A produção nacional atingiu 67 mil toneladas em 2024, equivalente a cerca de 3% da produção global, estimada em 2,3 milhões de toneladas anuais.
O país aparece logo atrás da Argentina, que produziu 69 mil toneladas, enquanto a China segue na liderança mundial, com aproximadamente 445 mil toneladas.
Exportações de mel ganham força no mercado internacional
Do total produzido em 2024, o Brasil exportou cerca de 38 mil toneladas de mel, o equivalente a 56% da produção nacional.
Os Estados Unidos seguem como principal destino das exportações brasileiras, respondendo por quase 80% dos embarques do produto, segundo dados da Comex, vinculada ao Ministério do Desenvolvimento, Indústria, Comércio e Serviços.
A demanda norte-americana está concentrada principalmente nos setores de indústria alimentícia e food service, mantendo os EUA como grande importador líquido de mel.
O Atlas também aponta que o mercado total da atividade apícola brasileira movimentou aproximadamente R$ 1 bilhão em 2024.
Sul e Nordeste lideram produção apícola no Brasil
A produção nacional de mel está fortemente concentrada em quatro estados: Paraná, Piauí, Rio Grande do Sul e Minas Gerais.
O Paraná lidera com 9,8 mil toneladas produzidas, seguido por Piauí (8,6 mil toneladas), Rio Grande do Sul (8 mil toneladas) e Minas Gerais (7,3 mil toneladas).
Em termos de valor de mercado, as regiões Sul e Nordeste se destacam como os principais polos da atividade apícola nacional.
No Sul, o crescimento é impulsionado pelas áreas de reflorestamento com pinus e eucalipto, além da forte organização cooperativa e profissionalização dos apicultores.
Já no Nordeste, a riqueza da flora da Caatinga, associada às condições do semiárido e à expansão da agricultura familiar, fortalece a atividade.

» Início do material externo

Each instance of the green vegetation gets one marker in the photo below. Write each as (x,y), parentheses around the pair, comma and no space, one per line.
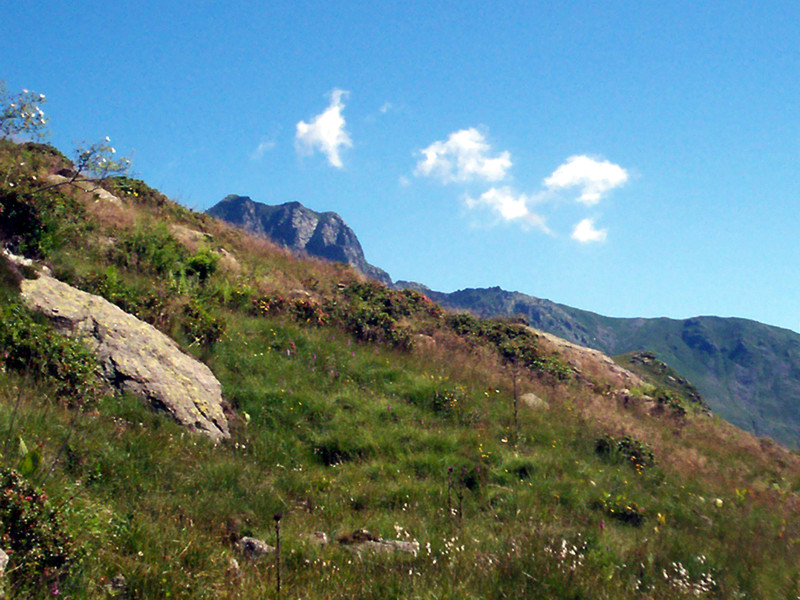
(354,407)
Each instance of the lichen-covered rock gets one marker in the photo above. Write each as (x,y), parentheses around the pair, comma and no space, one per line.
(134,355)
(253,548)
(533,401)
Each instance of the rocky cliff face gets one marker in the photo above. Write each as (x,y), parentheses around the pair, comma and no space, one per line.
(292,225)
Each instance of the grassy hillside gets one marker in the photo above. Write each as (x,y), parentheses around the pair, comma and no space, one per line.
(354,407)
(748,372)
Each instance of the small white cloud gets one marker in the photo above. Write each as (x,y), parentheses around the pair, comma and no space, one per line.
(262,149)
(326,132)
(510,206)
(594,177)
(585,232)
(465,156)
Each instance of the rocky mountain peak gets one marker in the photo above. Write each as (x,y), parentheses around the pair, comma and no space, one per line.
(300,229)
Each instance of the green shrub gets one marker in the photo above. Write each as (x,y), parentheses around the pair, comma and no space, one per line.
(627,449)
(33,534)
(203,264)
(200,327)
(513,341)
(621,508)
(34,223)
(30,346)
(151,248)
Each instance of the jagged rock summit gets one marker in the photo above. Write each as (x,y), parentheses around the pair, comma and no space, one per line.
(293,226)
(134,355)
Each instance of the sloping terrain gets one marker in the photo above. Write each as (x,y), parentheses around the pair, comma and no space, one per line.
(748,372)
(384,439)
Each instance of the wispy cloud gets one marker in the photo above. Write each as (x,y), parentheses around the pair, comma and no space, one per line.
(510,206)
(585,232)
(264,147)
(464,156)
(326,132)
(595,178)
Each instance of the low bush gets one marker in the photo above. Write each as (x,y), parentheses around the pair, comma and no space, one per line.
(33,534)
(626,449)
(35,347)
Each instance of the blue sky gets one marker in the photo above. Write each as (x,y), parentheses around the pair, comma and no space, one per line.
(629,158)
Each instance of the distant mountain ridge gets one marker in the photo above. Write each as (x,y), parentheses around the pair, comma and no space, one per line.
(293,226)
(748,372)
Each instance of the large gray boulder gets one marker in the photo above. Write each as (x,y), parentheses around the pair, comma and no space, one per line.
(134,355)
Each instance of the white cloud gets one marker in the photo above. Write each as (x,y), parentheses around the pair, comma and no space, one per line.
(585,232)
(510,205)
(594,177)
(463,157)
(326,132)
(262,149)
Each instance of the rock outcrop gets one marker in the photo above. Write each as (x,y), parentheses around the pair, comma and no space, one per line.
(134,355)
(293,226)
(253,548)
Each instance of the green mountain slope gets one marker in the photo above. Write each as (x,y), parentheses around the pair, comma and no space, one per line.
(748,372)
(478,463)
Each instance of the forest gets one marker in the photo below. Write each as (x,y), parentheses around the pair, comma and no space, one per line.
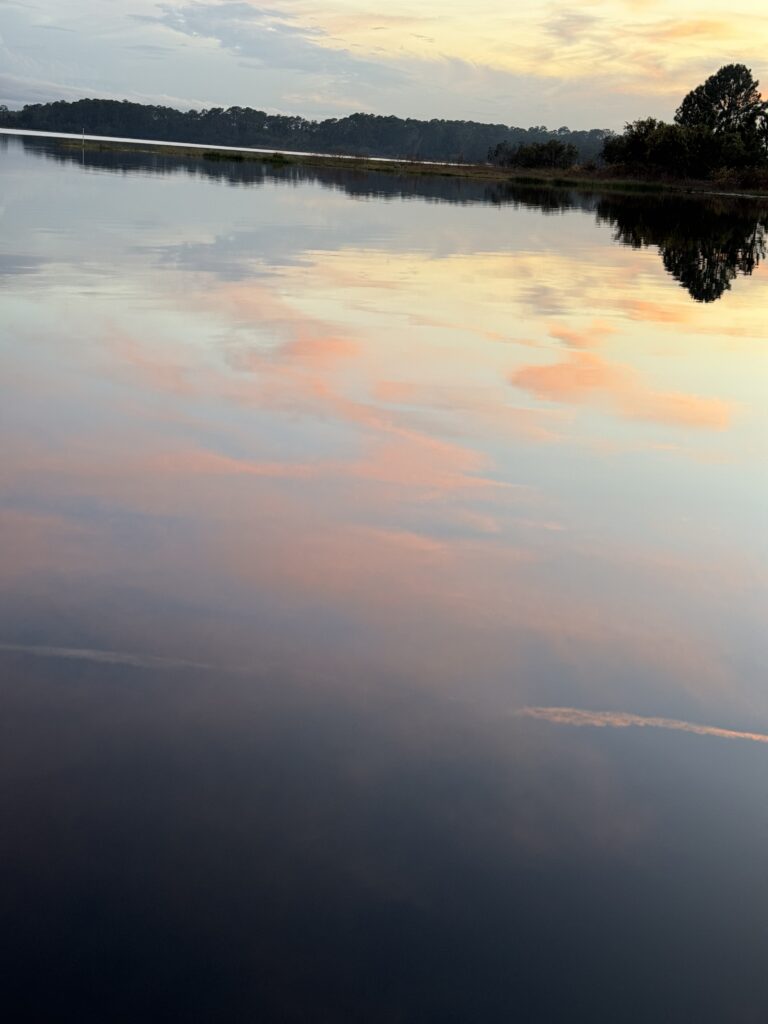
(358,134)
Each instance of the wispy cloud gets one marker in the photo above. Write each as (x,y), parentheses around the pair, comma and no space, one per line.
(626,720)
(103,656)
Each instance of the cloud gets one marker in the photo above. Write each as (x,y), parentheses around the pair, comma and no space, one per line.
(273,38)
(103,656)
(569,26)
(586,377)
(625,720)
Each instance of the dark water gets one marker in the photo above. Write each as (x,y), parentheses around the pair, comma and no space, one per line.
(382,598)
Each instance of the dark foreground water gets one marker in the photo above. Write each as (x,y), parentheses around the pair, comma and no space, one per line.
(382,599)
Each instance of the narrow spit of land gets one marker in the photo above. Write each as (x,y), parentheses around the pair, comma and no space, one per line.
(600,177)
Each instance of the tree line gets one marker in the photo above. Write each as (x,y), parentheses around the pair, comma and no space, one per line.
(720,131)
(358,134)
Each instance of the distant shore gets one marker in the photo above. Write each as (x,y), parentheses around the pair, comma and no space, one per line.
(578,177)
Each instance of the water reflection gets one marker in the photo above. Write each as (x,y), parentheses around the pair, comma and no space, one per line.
(705,246)
(705,243)
(303,503)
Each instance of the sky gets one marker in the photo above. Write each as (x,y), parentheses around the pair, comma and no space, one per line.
(586,65)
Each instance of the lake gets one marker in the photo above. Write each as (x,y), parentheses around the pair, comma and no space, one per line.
(383,589)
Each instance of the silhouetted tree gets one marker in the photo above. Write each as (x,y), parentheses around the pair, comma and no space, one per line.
(705,246)
(728,101)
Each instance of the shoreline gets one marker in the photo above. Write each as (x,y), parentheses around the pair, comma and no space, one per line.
(577,177)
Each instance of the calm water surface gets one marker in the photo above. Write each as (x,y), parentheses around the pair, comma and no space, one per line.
(351,529)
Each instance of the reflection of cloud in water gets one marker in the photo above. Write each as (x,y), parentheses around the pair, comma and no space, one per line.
(103,656)
(625,720)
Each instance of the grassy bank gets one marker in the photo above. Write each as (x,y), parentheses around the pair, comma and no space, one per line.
(579,177)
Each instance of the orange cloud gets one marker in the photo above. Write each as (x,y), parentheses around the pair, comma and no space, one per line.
(586,376)
(625,720)
(582,339)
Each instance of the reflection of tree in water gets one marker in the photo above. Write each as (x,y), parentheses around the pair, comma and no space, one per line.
(704,244)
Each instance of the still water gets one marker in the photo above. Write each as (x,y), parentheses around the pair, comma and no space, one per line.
(383,574)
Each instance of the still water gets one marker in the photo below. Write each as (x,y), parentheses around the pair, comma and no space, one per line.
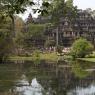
(77,78)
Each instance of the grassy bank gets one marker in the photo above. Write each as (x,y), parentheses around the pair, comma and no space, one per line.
(45,56)
(87,59)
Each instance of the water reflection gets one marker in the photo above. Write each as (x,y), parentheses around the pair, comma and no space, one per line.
(41,79)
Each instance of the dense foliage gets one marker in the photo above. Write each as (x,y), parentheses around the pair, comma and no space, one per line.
(5,38)
(81,48)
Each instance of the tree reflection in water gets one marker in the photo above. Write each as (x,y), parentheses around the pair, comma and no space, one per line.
(30,79)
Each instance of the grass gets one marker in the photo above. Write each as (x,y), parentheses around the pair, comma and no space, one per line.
(87,59)
(46,56)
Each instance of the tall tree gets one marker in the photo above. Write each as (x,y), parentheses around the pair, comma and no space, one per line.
(12,7)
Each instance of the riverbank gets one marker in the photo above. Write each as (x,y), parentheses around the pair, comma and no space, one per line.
(87,59)
(42,56)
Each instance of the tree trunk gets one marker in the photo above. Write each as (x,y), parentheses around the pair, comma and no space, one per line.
(13,26)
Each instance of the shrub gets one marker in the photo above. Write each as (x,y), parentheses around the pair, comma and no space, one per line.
(59,49)
(81,48)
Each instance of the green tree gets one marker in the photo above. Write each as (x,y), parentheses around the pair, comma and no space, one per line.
(12,7)
(81,48)
(5,38)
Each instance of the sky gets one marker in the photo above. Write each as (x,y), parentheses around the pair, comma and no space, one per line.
(82,4)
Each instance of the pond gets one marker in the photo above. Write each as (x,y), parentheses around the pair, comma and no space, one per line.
(26,78)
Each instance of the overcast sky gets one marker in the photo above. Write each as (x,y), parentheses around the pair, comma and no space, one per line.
(82,4)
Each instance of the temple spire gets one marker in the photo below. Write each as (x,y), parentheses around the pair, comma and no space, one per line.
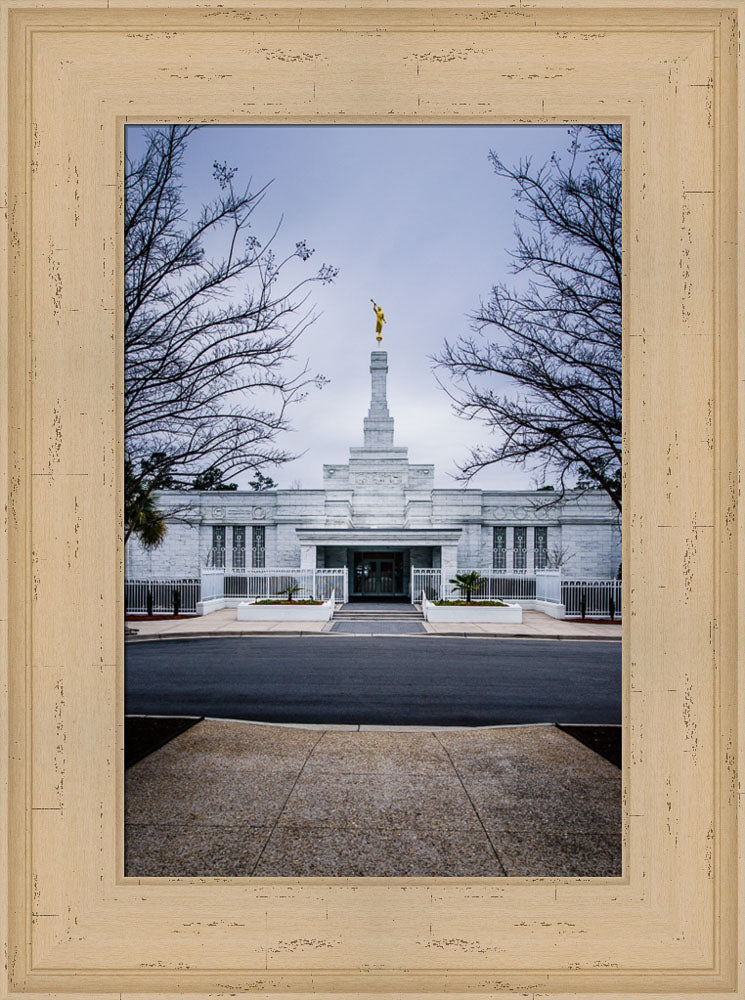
(378,423)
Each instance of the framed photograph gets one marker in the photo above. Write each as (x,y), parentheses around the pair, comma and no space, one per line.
(642,894)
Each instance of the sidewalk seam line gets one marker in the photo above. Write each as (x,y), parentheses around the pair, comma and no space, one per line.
(284,804)
(473,805)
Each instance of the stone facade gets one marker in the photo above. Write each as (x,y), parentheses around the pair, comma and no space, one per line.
(379,513)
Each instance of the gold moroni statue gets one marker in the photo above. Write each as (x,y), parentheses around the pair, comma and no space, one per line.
(379,321)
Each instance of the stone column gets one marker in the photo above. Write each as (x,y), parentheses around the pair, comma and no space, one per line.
(530,542)
(307,556)
(378,423)
(449,564)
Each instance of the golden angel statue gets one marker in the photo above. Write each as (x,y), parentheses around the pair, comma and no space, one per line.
(380,319)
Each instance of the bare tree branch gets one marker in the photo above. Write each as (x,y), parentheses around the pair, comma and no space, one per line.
(209,336)
(557,336)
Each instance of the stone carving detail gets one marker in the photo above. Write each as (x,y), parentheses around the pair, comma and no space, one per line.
(377,479)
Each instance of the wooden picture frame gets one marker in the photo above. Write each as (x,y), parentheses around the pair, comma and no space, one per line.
(75,74)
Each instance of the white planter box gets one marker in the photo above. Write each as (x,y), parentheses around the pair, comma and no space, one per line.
(250,611)
(510,614)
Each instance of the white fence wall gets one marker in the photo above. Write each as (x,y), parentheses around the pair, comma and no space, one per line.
(316,584)
(161,591)
(602,597)
(496,585)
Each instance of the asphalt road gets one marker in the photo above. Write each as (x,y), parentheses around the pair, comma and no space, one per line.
(377,681)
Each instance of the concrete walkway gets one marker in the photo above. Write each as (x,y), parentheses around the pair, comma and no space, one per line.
(237,799)
(535,624)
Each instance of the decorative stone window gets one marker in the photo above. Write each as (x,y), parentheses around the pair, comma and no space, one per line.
(239,546)
(258,545)
(541,548)
(520,546)
(218,545)
(499,551)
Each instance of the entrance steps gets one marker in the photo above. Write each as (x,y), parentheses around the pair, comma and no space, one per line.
(378,613)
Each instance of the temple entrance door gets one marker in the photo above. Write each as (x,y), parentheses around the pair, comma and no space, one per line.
(378,575)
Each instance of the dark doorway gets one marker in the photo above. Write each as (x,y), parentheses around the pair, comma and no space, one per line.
(378,576)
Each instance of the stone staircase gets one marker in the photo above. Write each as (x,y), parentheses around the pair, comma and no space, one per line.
(377,613)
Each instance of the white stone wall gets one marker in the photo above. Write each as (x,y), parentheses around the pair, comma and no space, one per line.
(379,489)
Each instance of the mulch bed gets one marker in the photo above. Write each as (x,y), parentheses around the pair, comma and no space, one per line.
(144,734)
(156,618)
(594,621)
(604,740)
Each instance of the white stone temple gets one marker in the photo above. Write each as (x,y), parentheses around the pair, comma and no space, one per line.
(380,516)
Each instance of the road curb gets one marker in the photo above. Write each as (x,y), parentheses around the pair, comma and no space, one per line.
(370,635)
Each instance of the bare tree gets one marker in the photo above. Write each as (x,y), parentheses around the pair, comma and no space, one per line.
(556,335)
(209,327)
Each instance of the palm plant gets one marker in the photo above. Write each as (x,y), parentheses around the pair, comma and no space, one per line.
(466,583)
(291,589)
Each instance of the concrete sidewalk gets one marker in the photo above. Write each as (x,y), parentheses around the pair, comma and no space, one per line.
(236,799)
(535,625)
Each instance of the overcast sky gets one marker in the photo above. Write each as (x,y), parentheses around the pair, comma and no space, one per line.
(414,217)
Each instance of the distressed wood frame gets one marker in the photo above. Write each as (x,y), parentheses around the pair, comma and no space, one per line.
(75,73)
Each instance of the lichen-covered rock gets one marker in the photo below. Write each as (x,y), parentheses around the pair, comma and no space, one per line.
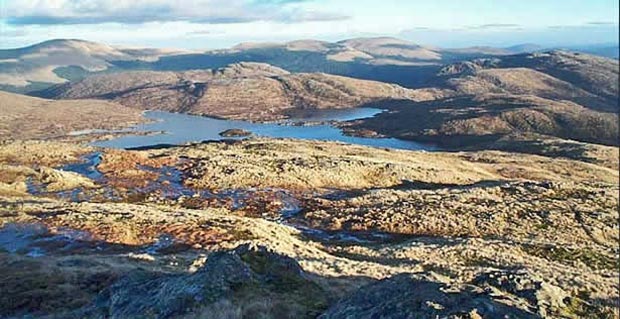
(413,296)
(233,275)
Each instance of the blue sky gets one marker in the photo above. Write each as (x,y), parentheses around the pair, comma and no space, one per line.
(203,24)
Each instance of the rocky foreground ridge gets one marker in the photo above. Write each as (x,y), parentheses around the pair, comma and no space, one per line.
(488,234)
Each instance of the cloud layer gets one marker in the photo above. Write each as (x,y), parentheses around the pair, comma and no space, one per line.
(67,12)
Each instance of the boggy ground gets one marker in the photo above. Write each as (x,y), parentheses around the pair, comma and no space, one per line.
(197,231)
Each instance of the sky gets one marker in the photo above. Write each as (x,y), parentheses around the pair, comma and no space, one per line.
(213,24)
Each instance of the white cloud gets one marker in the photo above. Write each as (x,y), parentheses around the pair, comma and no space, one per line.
(62,12)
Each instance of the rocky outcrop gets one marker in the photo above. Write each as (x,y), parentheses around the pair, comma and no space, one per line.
(245,272)
(414,296)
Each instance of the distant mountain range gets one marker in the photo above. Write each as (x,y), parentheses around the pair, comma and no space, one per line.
(452,97)
(383,59)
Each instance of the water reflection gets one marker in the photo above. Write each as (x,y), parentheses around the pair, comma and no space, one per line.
(182,128)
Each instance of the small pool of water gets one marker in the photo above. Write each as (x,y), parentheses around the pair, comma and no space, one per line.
(183,128)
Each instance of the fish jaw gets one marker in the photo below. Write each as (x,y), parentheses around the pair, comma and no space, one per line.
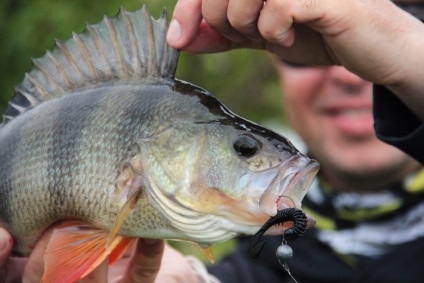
(275,189)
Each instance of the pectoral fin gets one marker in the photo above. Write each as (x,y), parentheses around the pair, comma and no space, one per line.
(75,249)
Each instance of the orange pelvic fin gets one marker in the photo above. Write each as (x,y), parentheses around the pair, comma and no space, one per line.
(208,253)
(75,249)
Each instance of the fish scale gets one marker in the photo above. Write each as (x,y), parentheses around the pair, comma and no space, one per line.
(101,141)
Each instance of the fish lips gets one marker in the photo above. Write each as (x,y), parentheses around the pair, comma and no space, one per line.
(285,185)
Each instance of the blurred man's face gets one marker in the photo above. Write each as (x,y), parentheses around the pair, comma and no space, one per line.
(331,109)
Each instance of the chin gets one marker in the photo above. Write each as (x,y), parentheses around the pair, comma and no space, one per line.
(373,170)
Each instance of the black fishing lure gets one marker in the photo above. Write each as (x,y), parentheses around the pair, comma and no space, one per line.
(289,214)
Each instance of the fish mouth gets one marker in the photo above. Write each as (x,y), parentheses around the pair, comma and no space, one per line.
(289,185)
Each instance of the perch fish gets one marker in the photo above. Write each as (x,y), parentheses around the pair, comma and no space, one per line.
(101,137)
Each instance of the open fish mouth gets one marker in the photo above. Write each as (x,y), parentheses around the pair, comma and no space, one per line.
(289,185)
(297,216)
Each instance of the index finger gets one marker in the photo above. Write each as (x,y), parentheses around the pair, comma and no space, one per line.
(185,23)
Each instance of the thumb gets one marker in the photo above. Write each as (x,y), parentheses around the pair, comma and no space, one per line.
(145,262)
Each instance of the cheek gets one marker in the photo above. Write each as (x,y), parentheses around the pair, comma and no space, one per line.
(300,94)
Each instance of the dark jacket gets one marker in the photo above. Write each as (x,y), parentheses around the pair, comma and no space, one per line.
(314,261)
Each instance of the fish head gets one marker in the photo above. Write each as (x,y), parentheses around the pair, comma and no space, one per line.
(225,173)
(250,176)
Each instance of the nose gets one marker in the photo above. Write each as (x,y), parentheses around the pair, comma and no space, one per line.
(346,80)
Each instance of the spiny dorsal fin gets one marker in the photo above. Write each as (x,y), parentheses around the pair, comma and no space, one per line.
(127,48)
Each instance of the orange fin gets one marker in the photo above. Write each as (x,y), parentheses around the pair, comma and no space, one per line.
(75,249)
(208,253)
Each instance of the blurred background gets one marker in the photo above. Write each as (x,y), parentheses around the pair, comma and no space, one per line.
(244,80)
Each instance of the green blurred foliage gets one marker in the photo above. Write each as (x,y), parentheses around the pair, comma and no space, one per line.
(244,80)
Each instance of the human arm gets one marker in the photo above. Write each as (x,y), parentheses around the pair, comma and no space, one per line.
(373,39)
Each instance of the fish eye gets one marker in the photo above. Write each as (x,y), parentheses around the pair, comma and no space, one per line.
(246,145)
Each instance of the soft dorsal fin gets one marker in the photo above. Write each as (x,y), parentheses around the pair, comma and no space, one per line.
(127,48)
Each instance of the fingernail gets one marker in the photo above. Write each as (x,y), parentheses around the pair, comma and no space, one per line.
(174,32)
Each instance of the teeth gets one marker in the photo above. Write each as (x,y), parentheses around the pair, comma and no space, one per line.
(356,112)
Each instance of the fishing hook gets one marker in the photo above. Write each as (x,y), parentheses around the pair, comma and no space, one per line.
(289,214)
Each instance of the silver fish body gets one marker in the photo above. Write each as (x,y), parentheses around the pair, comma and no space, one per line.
(94,132)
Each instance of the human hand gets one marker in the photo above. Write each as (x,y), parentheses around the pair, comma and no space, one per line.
(367,37)
(139,264)
(10,268)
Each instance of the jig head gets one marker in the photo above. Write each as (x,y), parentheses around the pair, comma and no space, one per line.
(289,214)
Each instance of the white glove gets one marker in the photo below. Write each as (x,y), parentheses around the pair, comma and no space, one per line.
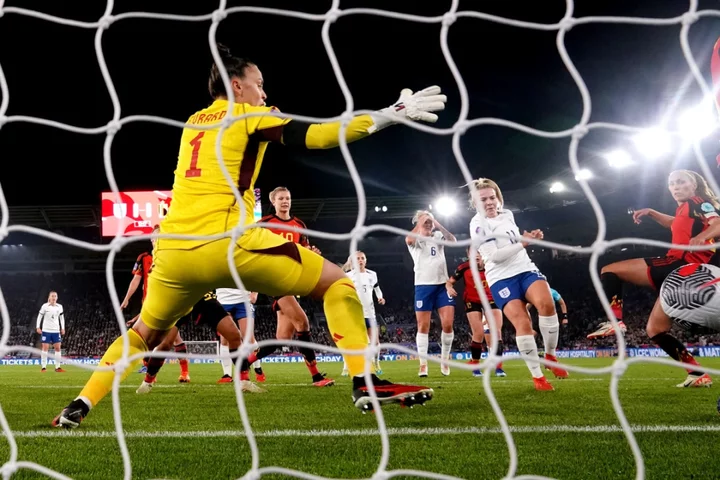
(413,106)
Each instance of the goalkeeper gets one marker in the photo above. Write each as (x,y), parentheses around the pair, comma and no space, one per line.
(204,204)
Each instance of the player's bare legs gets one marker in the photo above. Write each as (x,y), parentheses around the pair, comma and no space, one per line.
(155,363)
(495,316)
(447,317)
(180,347)
(345,320)
(230,339)
(256,364)
(291,319)
(225,362)
(57,350)
(539,295)
(612,276)
(516,312)
(374,333)
(658,329)
(477,328)
(422,340)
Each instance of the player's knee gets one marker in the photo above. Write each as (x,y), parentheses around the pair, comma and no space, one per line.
(331,274)
(546,308)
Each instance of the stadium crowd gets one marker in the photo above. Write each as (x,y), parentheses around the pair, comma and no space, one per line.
(91,320)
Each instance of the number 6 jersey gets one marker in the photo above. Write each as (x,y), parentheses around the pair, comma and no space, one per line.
(503,257)
(429,258)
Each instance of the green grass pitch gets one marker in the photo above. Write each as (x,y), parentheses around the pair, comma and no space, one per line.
(194,431)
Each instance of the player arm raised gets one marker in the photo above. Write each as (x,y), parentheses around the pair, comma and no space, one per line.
(450,284)
(41,315)
(132,288)
(446,233)
(416,106)
(410,240)
(378,294)
(710,233)
(660,218)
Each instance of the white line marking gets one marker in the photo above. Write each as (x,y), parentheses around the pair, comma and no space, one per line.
(371,432)
(470,381)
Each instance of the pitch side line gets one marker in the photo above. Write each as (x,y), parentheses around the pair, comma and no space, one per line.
(371,432)
(496,383)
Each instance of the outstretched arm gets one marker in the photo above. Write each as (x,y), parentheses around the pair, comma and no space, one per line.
(446,233)
(412,106)
(660,218)
(132,288)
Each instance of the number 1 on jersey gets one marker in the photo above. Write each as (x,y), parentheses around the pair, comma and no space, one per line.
(193,171)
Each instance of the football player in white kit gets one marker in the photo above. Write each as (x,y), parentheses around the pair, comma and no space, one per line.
(366,283)
(233,301)
(430,293)
(51,327)
(514,279)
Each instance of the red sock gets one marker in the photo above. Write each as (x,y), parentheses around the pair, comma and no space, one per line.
(616,307)
(312,366)
(686,357)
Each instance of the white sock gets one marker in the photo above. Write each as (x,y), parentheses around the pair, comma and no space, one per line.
(86,401)
(422,342)
(226,362)
(446,340)
(527,346)
(257,364)
(550,331)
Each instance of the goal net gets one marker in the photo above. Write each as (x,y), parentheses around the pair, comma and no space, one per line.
(575,134)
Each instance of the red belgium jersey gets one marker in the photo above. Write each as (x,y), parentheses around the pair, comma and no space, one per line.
(295,237)
(692,218)
(143,266)
(470,294)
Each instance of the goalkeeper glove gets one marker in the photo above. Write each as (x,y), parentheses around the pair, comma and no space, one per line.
(413,106)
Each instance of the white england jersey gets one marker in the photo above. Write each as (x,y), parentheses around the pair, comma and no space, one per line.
(51,318)
(231,296)
(429,258)
(366,283)
(498,264)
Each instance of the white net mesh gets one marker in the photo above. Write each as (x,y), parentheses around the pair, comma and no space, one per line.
(463,124)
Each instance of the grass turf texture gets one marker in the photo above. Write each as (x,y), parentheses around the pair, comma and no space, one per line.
(194,431)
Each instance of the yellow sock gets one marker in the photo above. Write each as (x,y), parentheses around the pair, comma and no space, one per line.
(100,382)
(344,314)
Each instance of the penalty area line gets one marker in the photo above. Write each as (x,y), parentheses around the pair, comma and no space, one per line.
(369,432)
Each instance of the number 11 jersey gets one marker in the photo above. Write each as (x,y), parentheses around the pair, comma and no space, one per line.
(503,224)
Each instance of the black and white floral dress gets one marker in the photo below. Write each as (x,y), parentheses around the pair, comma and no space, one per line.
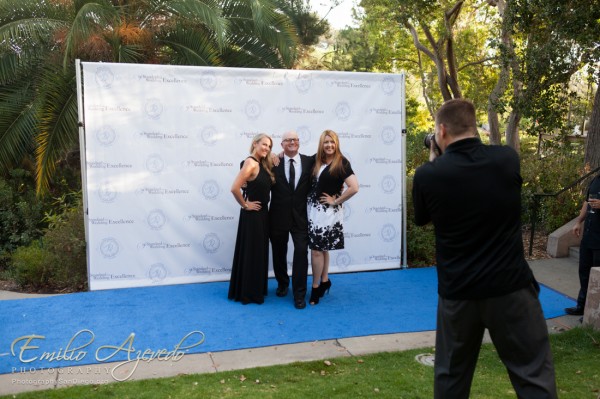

Brasil possui mais de 100 mil estabelecimentos apícolas
Com base no último Censo Agropecuário do Instituto Brasileiro de Geografia e Estatística, o Brasil possui 101.797 estabelecimentos com atividade apícola.
A região Sul concentra quase 70% dessas propriedades, liderada pelo Rio Grande do Sul, responsável sozinho por 37% dos estabelecimentos nacionais.
O país soma atualmente 2,16 milhões de colmeias, sendo aproximadamente metade localizada também na região Sul.
Os estados com maior número de colmeias são Rio Grande do Sul, Santa Catarina e Paraná.
Agenda de polinizadores ganha espaço na agricultura sustentável
A expansão do Painel de Polinizadores também marca uma nova fase institucional para o tema dentro da CropLife Brasil.
Após mais de uma década de atuação independente, a associação A.B.E.L.H.A encerra seu ciclo como entidade autônoma, deixando um legado voltado à promoção da convivência entre agricultura e polinizadores.
Segundo a CropLife Brasil, a incorporação da agenda representa uma evolução estratégica, conectando o tema das abelhas às Boas Práticas Agrícolas, à ciência e à sustentabilidade produtiva no agronegócio brasileiro.